Les concessionnaires estimaient que leur cocontractant leur avait transmis des chiffres dénués de sérieux, chiffres à partir desquels ils ont établi une étude prévisionnelle trop optimiste.  

La Cour d’appel de Toulouse a débouté les concessionnaires de leur demande en se fondant sur deux motifs.  

Premièrement, la Cour d’appel de Toulouse considère que la compétence et l’expérience du gérant des sociétés concessionnaires, lequel « gérait deux magasins d’optique, dont l’un depuis plus de 10 ans », « dans ce même secteur, dans la même zone géographique et dans le même cadre d’un contrat d’adhésion à une franchise » auraient dû lui permettre « de se faire une représentation réaliste du potentiel de l’activité ». La Cour d’appel de Toulouse a considéré de plus, que « tout chiffre d’affaires prévisible contient en lui-même une part d’aléa que doit intégrer celui qui se dit victime d’une manœuvre dolosive pour établir l’erreur sur les montants de chiffres d’affaires qu’il dénonce ». Ainsi, la portée d’un dol doit être analysée, en fonction du devoir de la victime de se renseigner et de ses propres aptitudes, compétences et expériences.  



Deuxièmement, la Cour d’appel de Toulouse exclut le caractère déterminant de l’erreur des concessionnaires sur la rentabilité du commerce. 
La Cour d’appel précise, par l’analyse du contrat signé, que celle-ci n’était pas entrée dans le champ contractuel et que le concédant n’avait pas su « que cette information était déterminante du consentement pour son partenaire ».  Tel était ainsi rédigé le contrat.

La Cour d’appel de Toulouse rappelle que : « si la rentabilité d’un commerce est un élément important dans le choix du repreneur de l’acquérir, l’erreur sur les possibilités de rentabilité ne peut emporter vice du consentement et nullité du contrat qu’à la condition que cet élément soit entré dans le champ contractuel liant les deux parties et notamment que le cocontractant à qui la manœuvre est reprochée ait su que cette information était déterminante du consentement pour son partenaire ».  

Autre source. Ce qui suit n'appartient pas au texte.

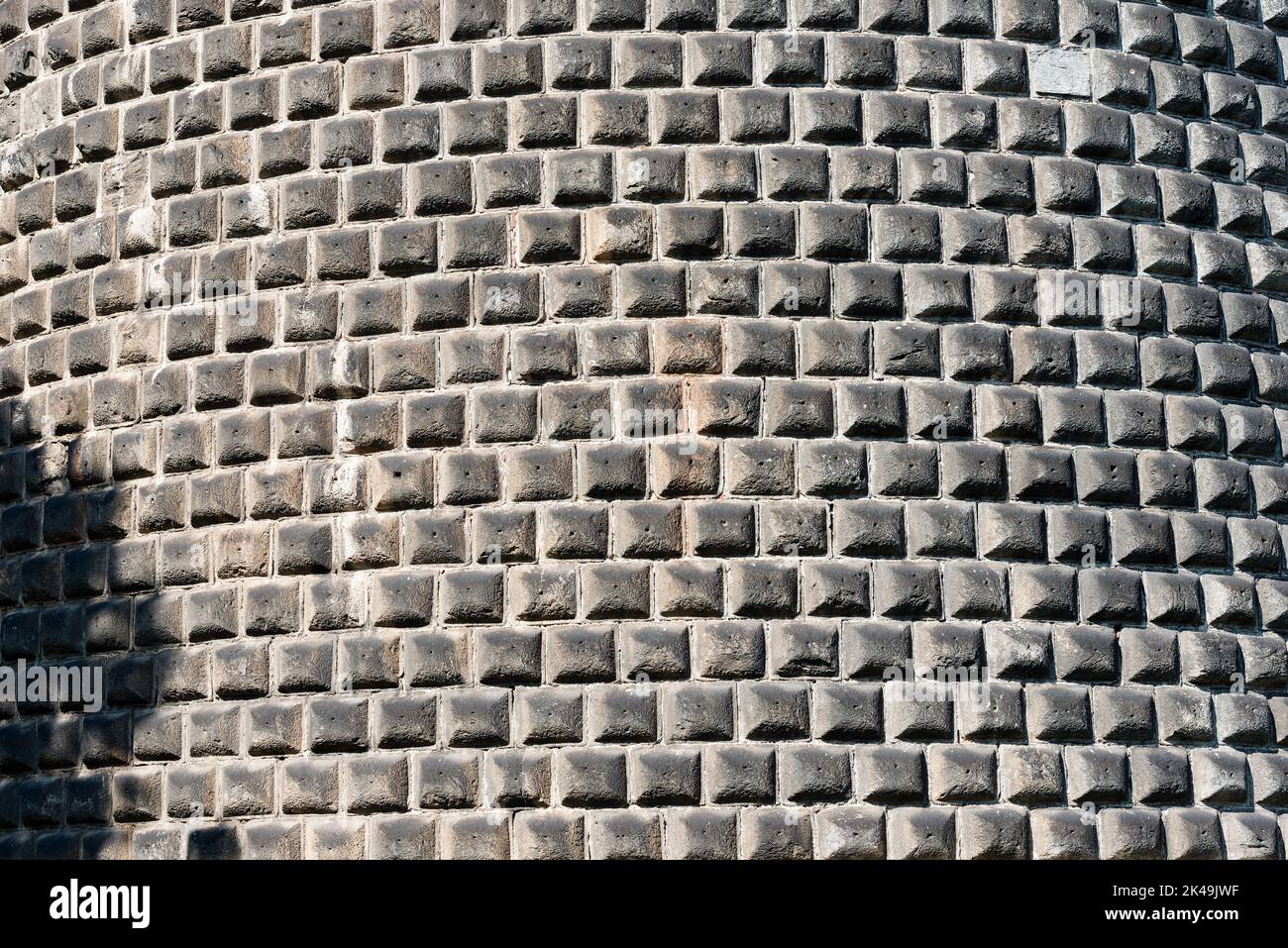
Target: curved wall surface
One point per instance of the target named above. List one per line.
(621, 428)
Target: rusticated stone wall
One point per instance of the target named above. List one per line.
(554, 428)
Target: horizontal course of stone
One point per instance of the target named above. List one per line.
(559, 428)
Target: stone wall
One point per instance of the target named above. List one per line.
(561, 428)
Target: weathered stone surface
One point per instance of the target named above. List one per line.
(529, 428)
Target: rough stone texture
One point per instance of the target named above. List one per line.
(610, 391)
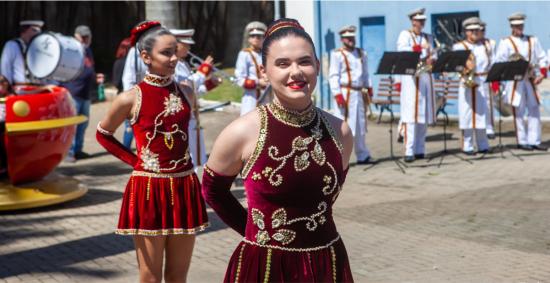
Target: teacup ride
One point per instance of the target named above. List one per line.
(40, 127)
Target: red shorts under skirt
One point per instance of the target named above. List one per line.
(251, 263)
(162, 204)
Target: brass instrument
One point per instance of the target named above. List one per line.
(196, 61)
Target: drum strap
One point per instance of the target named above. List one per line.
(23, 49)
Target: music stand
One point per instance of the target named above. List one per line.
(506, 71)
(449, 62)
(397, 63)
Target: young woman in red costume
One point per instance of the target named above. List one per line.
(294, 159)
(162, 206)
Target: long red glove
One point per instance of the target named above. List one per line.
(106, 139)
(544, 72)
(495, 86)
(397, 86)
(249, 84)
(340, 100)
(215, 190)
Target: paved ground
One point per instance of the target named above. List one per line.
(451, 219)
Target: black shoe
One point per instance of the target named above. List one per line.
(539, 147)
(81, 155)
(400, 139)
(368, 160)
(525, 147)
(409, 158)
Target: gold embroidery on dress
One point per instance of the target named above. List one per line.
(172, 105)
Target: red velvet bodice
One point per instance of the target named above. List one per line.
(160, 127)
(292, 180)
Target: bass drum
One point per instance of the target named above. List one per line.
(55, 56)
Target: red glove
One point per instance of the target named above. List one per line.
(113, 146)
(340, 100)
(249, 84)
(544, 72)
(212, 83)
(397, 86)
(495, 86)
(205, 69)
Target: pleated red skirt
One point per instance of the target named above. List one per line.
(166, 205)
(251, 263)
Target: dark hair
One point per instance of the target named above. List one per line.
(282, 28)
(148, 39)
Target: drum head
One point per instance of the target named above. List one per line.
(43, 55)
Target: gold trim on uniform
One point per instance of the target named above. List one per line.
(162, 175)
(162, 232)
(293, 249)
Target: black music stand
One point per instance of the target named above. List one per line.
(506, 71)
(397, 63)
(449, 62)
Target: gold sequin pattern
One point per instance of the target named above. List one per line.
(292, 118)
(333, 257)
(261, 142)
(239, 263)
(267, 266)
(172, 191)
(148, 187)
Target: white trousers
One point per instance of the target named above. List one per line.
(414, 138)
(531, 134)
(480, 136)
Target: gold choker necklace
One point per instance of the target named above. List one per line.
(292, 117)
(156, 80)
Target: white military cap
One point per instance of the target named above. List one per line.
(31, 23)
(256, 28)
(417, 14)
(517, 18)
(471, 23)
(347, 31)
(184, 35)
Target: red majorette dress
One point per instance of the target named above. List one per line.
(292, 179)
(163, 194)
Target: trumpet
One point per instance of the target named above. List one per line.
(196, 61)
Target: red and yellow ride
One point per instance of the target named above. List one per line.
(40, 127)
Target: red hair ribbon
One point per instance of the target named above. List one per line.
(281, 25)
(139, 30)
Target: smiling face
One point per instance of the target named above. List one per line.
(162, 59)
(292, 70)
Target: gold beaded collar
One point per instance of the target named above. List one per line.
(292, 117)
(156, 80)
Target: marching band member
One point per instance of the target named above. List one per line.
(417, 97)
(289, 233)
(249, 62)
(13, 65)
(492, 88)
(472, 93)
(350, 86)
(522, 95)
(162, 206)
(200, 84)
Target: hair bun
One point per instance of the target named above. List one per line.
(138, 30)
(281, 25)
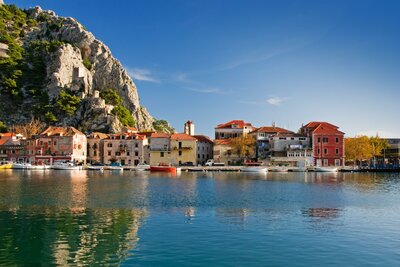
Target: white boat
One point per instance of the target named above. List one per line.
(278, 169)
(298, 169)
(326, 169)
(21, 165)
(66, 166)
(95, 168)
(254, 169)
(142, 167)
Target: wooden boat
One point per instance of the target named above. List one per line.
(164, 168)
(326, 169)
(257, 169)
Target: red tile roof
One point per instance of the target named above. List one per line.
(160, 135)
(315, 124)
(202, 138)
(240, 124)
(61, 131)
(182, 136)
(222, 142)
(271, 129)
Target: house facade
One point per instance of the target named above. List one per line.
(327, 143)
(204, 149)
(95, 147)
(291, 149)
(262, 136)
(125, 148)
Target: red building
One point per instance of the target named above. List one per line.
(327, 143)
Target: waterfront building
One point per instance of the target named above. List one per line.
(290, 149)
(233, 129)
(125, 148)
(175, 148)
(391, 155)
(204, 149)
(56, 144)
(11, 148)
(223, 151)
(95, 147)
(262, 136)
(327, 143)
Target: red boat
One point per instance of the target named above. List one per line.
(163, 168)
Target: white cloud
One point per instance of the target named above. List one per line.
(276, 101)
(210, 91)
(142, 75)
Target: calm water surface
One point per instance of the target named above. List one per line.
(84, 218)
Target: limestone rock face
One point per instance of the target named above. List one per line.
(66, 70)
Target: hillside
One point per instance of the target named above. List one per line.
(53, 69)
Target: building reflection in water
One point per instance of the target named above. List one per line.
(62, 228)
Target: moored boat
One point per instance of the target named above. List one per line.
(326, 169)
(5, 165)
(278, 169)
(66, 166)
(254, 169)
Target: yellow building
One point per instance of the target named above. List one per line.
(175, 149)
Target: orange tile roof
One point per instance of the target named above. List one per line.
(315, 124)
(160, 135)
(61, 131)
(4, 137)
(222, 142)
(202, 138)
(240, 124)
(271, 129)
(182, 136)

Or les trois concessionnaires n’ont pas rapporté la preuve que la question de la rentabilité et « plus encore » la question « de la possibilité […] d’atteindre voir de dépasser les chiffres d’affaires communiqués soit bien entré dans le champ contractuel » et que le concédant « ait bien su que ceux-ci étaient un élément déterminant de son choix ». La Cour d’appel de Toulouse précise qu’en l’absence de preuve rapportée par les concessionnaires d’une garantie faite par le concédant de pouvoir atteindre ou dépasser les chiffres d’affaires communiqués, il avait été accepté par les concessionnaires, « l’existence d’une incertitude quant à la possibilité pour une société débutante de pouvoir atteindre ce potentiel ».  

Ce raisonnement de la Cour d’appel de Toulouse, fonda sa décision du 8 novembre 2023 qui a confirmé la décision de première instance rejetant les demandes formulées par les professionnels de « voir prononcer la nullité pour dol des contrats d’adhésion à la concession de marque ».  

La décision de la Cour d’appel questionne sur le caractère excusable de l’erreur provoquée par le dol et sur l’interprétation de celui-ci.  

(Cour d’appel de Toulouse, 8 novembre 2023, 22/00296



Dans le monde de la pharmacie, très souvent nombre de contrats d’adhésion à des groupements d’achat avec enseigne sont signés par des pharmaciens en première installation donc totalement inexpérimentés ou par des pharmaciens très peu expérimentés. 
Certains de ces contrats sont prometteurs d’objectifs de chiffre d’affaires et ou de rentabilité et sont parfois doublés de financement obligataire pour acquérir l’officine de pharmacie. 
Dans ces cas une contestation du document d’information précontractuel pourrait donc sérieusement s’envisager.